One reason for Fearing’s relative lack of fame as a social critic novelist compared to Nelson Algren and others writing at the same time and in the same vein, is that in Fearing’s fiction, character is subordinated to an investigation of institutions. Nowhere in Fearing’s novels , for instance, do memorable personalities such as Algren’s Frankie Machine (“The Man With the Golden Arm”) or Cass McKay (“Somebody in Boots”) emerge. Instead, Fearing’s characters are mostly anonymous vessels for larger themes and don’t particularly stand out as well-developed, distinct individuals, in large part because Fearing started off writing for the “hard boiled” detective pulps where elaborating character was secondary to executing a fast-paced plot. Instead in some ways the main character in Fearing’s fiction, always looming in the background, was what he called “The Shakedown”: the workings of American capitalism channeled through its institutions.
“The Hospital” was Fearing’s first novel and although supposedly it went through four printings in as many weeks after being released in 1939, has been out of print for more than half-century. It is unlikely to be reprinted. But reading it today still resonates; it functions as a documentary on a certain set of social relations that are long gone, but have more than mere historic interest.

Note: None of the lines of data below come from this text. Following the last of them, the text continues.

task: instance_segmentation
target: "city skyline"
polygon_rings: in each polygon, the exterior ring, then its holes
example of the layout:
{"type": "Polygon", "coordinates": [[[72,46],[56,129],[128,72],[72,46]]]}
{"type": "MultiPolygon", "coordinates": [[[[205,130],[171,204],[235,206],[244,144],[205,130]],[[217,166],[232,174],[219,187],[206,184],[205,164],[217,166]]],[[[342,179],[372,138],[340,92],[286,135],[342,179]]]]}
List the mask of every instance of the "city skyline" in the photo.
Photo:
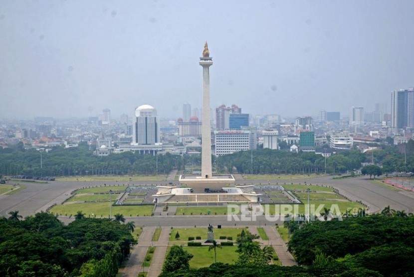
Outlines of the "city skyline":
{"type": "Polygon", "coordinates": [[[163,1],[6,2],[0,118],[87,117],[106,108],[117,117],[144,104],[178,118],[183,103],[201,106],[193,57],[206,40],[220,65],[210,73],[211,107],[345,115],[353,106],[374,111],[414,84],[412,1],[211,4],[214,14],[200,20],[192,1],[185,12],[163,1]],[[393,18],[402,20],[386,20],[393,18]]]}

One of the novel’s striking techniques is how it cycles through perspectives, with each short chapter – most are no longer than 4-5 pages – capturing a single character’s thoughts. One character is a middle-aged single woman anxiously awaiting the result of a TB test and later, a lobectomy to remove a diseased lung. She drops out of the narrative for a long stretch but finally reappears at the end when a worker on a boat casually reads out loud her name on a manifest for caskets destined for burial in a pauper’s grave on Hart Island off the Bronx.

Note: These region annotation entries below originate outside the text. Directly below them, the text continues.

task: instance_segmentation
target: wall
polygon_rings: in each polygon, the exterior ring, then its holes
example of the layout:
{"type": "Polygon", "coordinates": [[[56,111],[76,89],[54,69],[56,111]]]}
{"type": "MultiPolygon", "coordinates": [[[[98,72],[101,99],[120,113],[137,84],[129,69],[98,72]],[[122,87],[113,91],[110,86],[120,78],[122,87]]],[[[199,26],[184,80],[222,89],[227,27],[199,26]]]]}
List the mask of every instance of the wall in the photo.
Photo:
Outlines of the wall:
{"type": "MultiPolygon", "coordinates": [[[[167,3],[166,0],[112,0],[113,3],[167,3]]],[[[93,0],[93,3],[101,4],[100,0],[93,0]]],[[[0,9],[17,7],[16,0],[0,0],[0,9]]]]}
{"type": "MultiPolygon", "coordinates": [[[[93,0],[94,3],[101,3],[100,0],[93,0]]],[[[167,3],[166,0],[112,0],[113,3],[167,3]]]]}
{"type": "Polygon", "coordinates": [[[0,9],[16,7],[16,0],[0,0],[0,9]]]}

But even though the hospital brings together people – doctors and patients, nurses and janitors – every day and whose labor and tragedies, their births and their deaths, play out socially, people remain walled off from one another. As one patient thinks to herself watching a bored hospital receptionist call out names in a clinic:
“How many hundreds and hundreds of names has she called, how many patients has she seen go through that door, not knowing and not caring very much about what they feel, what they want or what becomes of them? No more interested in them, I guess, than I’m interested in the Italian-looking boy on one side or me and the old gray woman on the other. That’s the hardest thing there is to learn, that people aren’t very much concerned with other people, just those they know and those they trust and there are so few of them, that and the fact that you can’t expect them to be any different. They have to be that way and so do you. It’s hard to lean that. I wonder if anyone does.”
Occasionally, some sense of collective interest crops up. Someone in maintenance says to another worker, “I hate snoops. There’s enough natural-born squealers around this place without having a rat that’s paid to spy on top of all the others that do it for nothing. And all of the stool-pigeons they might have picked, it had to be a jerk like Cleary. You know Devoigne had him planted in the White Spray factory, the time they had that strike a couple years ago?” There’s regular references to unions and strikes scattered throughout and the blue-collar hospital workers have genuine human bonds doctors and management don’t. But mostly the hospital itself, an institution created by social labor, remains impervious to human intervention. It kind of rolls along, hovering above and alienated from the people within its walls.
Although Fearing shied away from didactic preaching – he was no ham-fisted proletarian novelist with a Message for the Masses- he was one of the first American novelists to perceptively diagnose the intertwined growth of bureaucracy, mass consumerism and mass loneliness which continues today in ever more metastasized forms. If for nothing else, his fiction needs to be read as the prescient work of a pioneer staking out the borders of an ever-expanding form of alienation “as American as apple pie,” to repurpose H. Rap Brown’s famous phrase about American violence.